Optimizing Wulverblade: Threading Animation Updates

Optimization is one of the dark arts. It often is essential in the process of getting your game from production to launch. There are many articles out there with general guidelines of how you should go about optimizing your games, but in the end, optimization is a specialized skill that I think benefits from case studies. This is a look at our specific efforts to optimize the 2D animation system in Wulverblade.

Most of the optimization instruction manuals will repeat a critical component in optimizing your application: profiling. Before you can start to fix the areas that are slowing down your game you must know exactly where it is slowing down. I can’t tell you how many times I thought I knew what the slowest parts of my program were only to be completely surprised once I profiled and discovered the true horrors lurking in my code. Since we used Unity to develop Wulverblade, we’ll be looking at their built-in tools for profiling the game and I’ll show you what I saw as we started trying to squeeze as much performance out of our game as possible.

Skeleton updates without threading

You see the game running in the Unity editor above and you see the graph in the pane at the bottom. See what is highlighted? “SkeletonRenderer.LateUpdate” is taking 0.74 ms to run. That is not a lot of time but remember this is running on a powerful development machine. Systems with weaker CPUs (like, say, Nintendo’s Switch) will struggle much more with these slow sections of code. Also, take note how much of the total frame time is spent on the sections of code you are looking at. Is 0.74 ms a large amount of time compared to other sections of code? In this case, the answer was yes. Below, I’ll give you a sneak peak as to where we want to end up.

Skeleton updates with threading

So that is going from 0.74 ms to 0.35 ms which I think is an excellent result.

Once you identify these areas you need to dig into them. What is “SkeletonRenderer.LateUpdate”? Well, it is part of our animation subsystem, which I didn’t write. We use a tool called Spine to do our 2D animations and Spine provides a Unity Runtime, which is a set of code files that read the exported skeletons and draws and animates them within Unity for us. So, having identified this as an area to speed up we have to open up this 3rd party library and take a peek inside. As I suspected when I did this the code provided is actually already very well optimized. There is not much that can be squeezed out of this system with conventional optimizations. I didn’t find any obvious mistakes that were eating my CPU cycles (credit to Esoteric Software, the makers of Spine).
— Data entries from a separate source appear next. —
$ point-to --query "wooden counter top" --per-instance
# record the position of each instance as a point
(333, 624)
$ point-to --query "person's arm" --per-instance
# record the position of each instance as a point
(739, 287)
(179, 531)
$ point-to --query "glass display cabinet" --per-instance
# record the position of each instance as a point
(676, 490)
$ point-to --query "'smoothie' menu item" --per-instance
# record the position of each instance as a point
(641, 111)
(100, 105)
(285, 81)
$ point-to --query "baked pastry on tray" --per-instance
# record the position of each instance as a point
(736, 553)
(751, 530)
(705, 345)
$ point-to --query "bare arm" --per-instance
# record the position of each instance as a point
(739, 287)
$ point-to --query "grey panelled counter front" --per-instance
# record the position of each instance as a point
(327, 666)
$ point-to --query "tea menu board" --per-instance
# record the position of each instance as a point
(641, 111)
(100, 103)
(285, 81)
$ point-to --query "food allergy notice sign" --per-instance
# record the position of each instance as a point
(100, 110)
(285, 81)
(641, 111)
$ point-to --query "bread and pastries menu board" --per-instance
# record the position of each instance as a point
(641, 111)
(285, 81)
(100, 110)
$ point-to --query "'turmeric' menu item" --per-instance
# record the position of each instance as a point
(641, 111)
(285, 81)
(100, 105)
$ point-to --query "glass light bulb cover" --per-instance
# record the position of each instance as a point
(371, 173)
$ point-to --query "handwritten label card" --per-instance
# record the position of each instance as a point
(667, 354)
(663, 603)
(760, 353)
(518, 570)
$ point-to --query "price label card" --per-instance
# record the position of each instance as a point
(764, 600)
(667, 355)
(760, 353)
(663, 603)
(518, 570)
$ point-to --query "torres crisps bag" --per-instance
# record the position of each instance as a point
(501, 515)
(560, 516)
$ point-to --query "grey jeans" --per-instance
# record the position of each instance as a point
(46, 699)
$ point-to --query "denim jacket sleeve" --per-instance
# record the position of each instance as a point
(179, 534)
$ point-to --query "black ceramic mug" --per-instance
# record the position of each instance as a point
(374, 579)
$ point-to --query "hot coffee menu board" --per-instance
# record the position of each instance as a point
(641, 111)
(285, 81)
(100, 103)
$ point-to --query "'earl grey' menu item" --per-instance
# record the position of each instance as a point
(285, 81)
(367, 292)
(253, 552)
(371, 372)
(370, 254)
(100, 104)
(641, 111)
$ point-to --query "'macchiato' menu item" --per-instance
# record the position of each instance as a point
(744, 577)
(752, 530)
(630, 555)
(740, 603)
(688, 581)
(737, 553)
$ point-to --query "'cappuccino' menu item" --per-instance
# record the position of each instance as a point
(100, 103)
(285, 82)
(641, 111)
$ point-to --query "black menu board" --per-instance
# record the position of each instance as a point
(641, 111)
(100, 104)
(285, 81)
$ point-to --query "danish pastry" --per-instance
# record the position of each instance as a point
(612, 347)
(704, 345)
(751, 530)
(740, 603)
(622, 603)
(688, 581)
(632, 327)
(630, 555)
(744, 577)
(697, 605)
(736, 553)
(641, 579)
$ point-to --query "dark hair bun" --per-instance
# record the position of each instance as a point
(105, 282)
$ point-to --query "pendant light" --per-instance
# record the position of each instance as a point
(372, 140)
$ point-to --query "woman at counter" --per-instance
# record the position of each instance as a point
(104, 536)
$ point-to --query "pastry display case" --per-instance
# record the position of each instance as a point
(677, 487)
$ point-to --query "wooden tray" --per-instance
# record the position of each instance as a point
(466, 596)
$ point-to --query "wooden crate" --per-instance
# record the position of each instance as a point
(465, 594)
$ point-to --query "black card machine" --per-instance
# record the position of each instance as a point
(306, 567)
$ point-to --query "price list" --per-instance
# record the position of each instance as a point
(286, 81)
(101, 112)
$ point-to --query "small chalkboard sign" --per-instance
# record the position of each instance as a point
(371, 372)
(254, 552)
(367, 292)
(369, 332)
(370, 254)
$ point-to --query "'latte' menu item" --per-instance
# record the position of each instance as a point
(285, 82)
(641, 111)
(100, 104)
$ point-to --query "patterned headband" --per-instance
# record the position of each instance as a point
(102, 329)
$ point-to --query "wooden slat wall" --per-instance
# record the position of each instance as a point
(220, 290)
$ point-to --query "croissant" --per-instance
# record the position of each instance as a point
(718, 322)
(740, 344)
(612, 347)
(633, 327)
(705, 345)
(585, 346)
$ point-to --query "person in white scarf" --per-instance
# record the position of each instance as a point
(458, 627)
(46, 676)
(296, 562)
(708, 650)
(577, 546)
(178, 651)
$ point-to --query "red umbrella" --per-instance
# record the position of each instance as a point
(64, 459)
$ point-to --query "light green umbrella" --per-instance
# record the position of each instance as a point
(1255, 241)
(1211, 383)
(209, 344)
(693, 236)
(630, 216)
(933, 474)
Multithreading to the Rescue

I’ll give away a little secret: this idea was not concocted from a rigorous process. I did not follow some flow chart that led me to decide on the solution that ended up working. The general idea for how I would speed up the animation system in Wulverblade was determined mostly by intuition. I looked at the system, saw that each character was using a certain amount of CPU cycles to animate every frame, dug down further into the profiler to see exactly which pieces of the underlying Spine system were the slowest, and proposed the notion that the system could benefit from parallelization. What does that mean? It means within a single frame multiple characters need to be updated at the same time, but in the stock system provided by Spine they happen in sequence, one character at a time. Since almost all modern computers have multiple CPU cores able to calculate operations in parallel I decided to explore the idea of running some or all of the animation updates on separate cores. For those who are not programmers the terminology we use here is that we will run each animation update on separate “threads” thus taking advantage of “multithreading.”

If we take a quick step back and look at our game running on a computer we can quickly see that Unity heavily uses 1 core, slightly uses a second, and doesn’t really stress other cores. Most modern systems (consoles included) have at least 4 cores available for use. This means that we likely have processing power going underutilized just waiting to be accessed. But, don’t get too excited. Adding multiple threads to an application is one of the harder things a programmer can do, especially in a complex application like a game. Unity itself knows this and the smart engineers over there are working on new systems within the Unity engine to help make threading easier, but we won’t have access to that stuff for our game. Maybe next time…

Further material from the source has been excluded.